Coming right up is the January weekend devoted not only to a contest between football teams but to a fair bit of noshing — indeed, of pigging out.
Those who would rather not slave in the kitchen to prepare their own snacks can order Super Bowl Sunday takeout from a number of places. From La Fondita in Amagansett, Mexican fiesta fare is available, including a new layered fiesta dip, with refried beans, seasoned cream cheese, shredded jack and cheddar cheese, and diced chiles, for $7.50. Fondita also has “make your own taco” packages for $35, which include a choice of taco meat, homemade tortillas, and chopped cilantro and onions — enough to make 14 to 16 tacos.
Seafood lovers will find Super Bowl Madness at the Hampton Seafood Company. Among the catering packages for the big game day are a chips and dip platter, a taco bar, full or half pans of mac and cheese, including goat cheese and smoked barbecue chicken or shrimp versions, along with more traditional varieties, Creole-spiced peel-and-eat shrimp, honey hot wings, and quarts of beef, beer, and black bean chili.
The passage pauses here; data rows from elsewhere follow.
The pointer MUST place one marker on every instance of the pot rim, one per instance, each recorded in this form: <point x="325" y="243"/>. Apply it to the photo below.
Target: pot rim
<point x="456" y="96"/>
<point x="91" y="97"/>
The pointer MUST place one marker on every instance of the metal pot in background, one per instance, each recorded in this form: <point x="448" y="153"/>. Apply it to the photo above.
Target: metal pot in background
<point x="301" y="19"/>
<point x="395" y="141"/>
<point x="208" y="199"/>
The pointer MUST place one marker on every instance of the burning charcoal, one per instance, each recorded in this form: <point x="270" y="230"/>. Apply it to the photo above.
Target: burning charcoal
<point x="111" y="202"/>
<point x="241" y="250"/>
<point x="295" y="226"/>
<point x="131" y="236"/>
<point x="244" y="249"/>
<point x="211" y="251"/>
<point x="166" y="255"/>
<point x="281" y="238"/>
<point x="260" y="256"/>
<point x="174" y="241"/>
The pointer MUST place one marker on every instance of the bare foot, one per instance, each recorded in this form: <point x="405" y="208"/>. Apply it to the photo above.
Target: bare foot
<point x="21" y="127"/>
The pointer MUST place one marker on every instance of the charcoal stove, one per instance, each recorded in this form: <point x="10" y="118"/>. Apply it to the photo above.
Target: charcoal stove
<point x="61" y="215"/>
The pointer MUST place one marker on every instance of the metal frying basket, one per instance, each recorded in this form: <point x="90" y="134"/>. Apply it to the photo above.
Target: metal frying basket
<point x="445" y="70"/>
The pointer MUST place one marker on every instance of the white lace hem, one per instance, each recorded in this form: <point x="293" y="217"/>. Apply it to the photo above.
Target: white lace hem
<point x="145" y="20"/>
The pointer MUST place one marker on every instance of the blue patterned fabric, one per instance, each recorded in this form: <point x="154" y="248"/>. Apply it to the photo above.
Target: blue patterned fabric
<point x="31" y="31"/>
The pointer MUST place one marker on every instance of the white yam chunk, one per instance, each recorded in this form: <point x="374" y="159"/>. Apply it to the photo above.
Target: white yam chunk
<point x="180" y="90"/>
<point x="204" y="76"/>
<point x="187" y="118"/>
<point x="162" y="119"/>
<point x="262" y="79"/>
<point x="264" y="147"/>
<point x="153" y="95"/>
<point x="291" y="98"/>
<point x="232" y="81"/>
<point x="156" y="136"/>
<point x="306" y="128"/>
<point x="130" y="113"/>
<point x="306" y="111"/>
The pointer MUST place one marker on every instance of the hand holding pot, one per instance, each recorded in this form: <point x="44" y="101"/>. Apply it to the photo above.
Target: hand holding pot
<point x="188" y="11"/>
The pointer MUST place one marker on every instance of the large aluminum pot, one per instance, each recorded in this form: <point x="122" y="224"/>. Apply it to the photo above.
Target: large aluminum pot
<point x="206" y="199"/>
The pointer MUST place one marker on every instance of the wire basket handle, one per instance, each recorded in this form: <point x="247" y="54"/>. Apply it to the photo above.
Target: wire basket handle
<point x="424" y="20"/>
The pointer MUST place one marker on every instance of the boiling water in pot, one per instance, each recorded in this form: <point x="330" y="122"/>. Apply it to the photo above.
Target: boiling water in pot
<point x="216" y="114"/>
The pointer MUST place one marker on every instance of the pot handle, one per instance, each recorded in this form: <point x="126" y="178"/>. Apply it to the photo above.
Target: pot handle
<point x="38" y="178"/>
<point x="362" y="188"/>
Also on the menu are seafood, chicken, and sausage jambalaya, racks of barbecued baby back ribs, and an herb-crusted seared tuna platter. Orders for Sunday must be picked up on Saturday or, if prepaid, can be picked up between 11 a.m. and 1 p.m. on Sunday.
Super Bowl Sunday at Townline BBQ in Sagaponack will bring house specials, takeout specials, and raffles at the end of each quarter for those watching the game at the bar. New bar menu items being unveiled during the game are steamed pork belly buns with Asian barbecue sauce and pickles, pig poppers, which are jalapenos stuffed with cheese and wrapped in bacon, then smoked, buttermilk fried chicken sliders, and spicy chicken rolls. The barbecue joint’s traditional snacks — hush puppies, nachos, wings, and more — and barbecue and takeout specials will also be offered.
Rudy DeSanti and Debbie Geppert at Dreesen’s Catering have some aptly named party packages, each for 15 guests and for varying prices. The Kickoff features shrimp cocktail, a Tuscan board, salsa, guacamole, chips, and crudités with spinach dip. The Touchdown includes buffalo chicken wings, stuffed potato skins, chicken quesadillas, and pigs in blankets, along with chips and dips and crudités. Orders may be placed at Dreesens@optonline.net, or with Debbie@DGCatering.com.
Comfort Food Snail Supper
An alternative on Sunday will be Slow Food East End’s Snail Supper, taking place at a residence in Orient, with a midwinter comfort food theme. Those who attend the 4 to 7 p.m. event are asked to take along a dish to share that will serve six to eight people. The cost is $15 per person for Slow Food members, and $20 for nonmembers. Space is limited — enough for 35 guests — so reservations must be made by emailing Rona Smith at ronacom13@optonline. net.
N.Y.C. Wine and Cheese
Roman Roth, the winemaker at Wolffer Estate in Sagaponack, will lead a wine class and tasting from 6:30 to 8 p.m. on Friday, Feb. 7 at the Murray’s Cheese shop at 254 Bleecker Street in New York City. Jordan Zimmerman, an educator from the cheese shop, will pair each wine with a complementary cheese, using selections from across the globe. The cost is $75 per person. More information is available by e-mailing firstname.lastname@example.org.
The Living Room restaurant at c/o the Maidstone inn in East Hampton is closed until Feb. 28, while the kitchen is being renovated. The inn remains open, as does the bar, where cold cuts, olives, and other snacks will be served, gratis.